Pierre Chapo Oak Coffee Table T22C L'oeil - 1972
This eye-shaped coffee table, known as model T22C ‘L’oeil’, was created by French designer Pierre Chapo in 1972. It's a coffee table made of solid oak that can be used as either one table or as two boomerang-shaped tables. This cocktail table features a thick top with natural veining and six cylindrical feet. The joints visible on the edge of the tabletop are typical of the creations of master woodworker Pierre Chapo. The design is characterised by its simplicity, purified appearance and harmony of lines. It's a well-proportioned piece that offers space to display books, art and other curiosities. The dynamic construction gives it a playful, striking, and functional expression. Chapo's great eye for detail and his exquisite craftsmanship are both visible in this design.

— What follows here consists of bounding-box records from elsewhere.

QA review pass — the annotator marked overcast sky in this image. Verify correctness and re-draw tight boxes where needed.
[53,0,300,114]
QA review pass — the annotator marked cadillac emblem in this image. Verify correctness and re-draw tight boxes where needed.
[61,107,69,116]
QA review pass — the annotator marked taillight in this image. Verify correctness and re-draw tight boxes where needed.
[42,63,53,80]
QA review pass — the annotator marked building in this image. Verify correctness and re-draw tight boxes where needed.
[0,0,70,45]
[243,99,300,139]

Pierre Chapo (1927-1987) was born in a family of craftsmen and trained as an architect at the École Nationale Supérieure des Beaux-Arts in Paris. Already from a young age, he felt the need to roam the world. He was only 21 when he left France to spend the next few years travelling through England and Scandinavia. In December of 1951, he was living back in Paris, where he met his future wife, Nicole. Their meeting was the beginning of a lifelong union. Together, the lovebirds travelling through South and North America is captivated by the architectural diversity. Back in France, he and his partner Nicole set up Société Chapo in 1957. Société Chapo was a design workshop and gallery in one where he showed his own creations. However, Nicole also presented her ceramics, and textiles here, and they even exhibited other great designers of that period. In 1958, they opened their famous gallery at 14 Boulevard de l'Hopital. Chapo's work originated by means of special commissions that could later be adapted to universal needs. Throughout his career, Chapo combined his interest in contemporary design with his love for traditional craftsmanship. In his designs, he was inspired by Frank Lloyd Wright's balanced lines, Corbusier's research on proportions and the ideas of Bauhaus. The three principles that motivated Pierre Chapo were 'material, form, and function.' He measured his furniture using the golden ratio and used elmwood as his preferred material. Unfortunately, Chapo fell ill, and he died in 1987, however, until his last day, he kept on designing and working.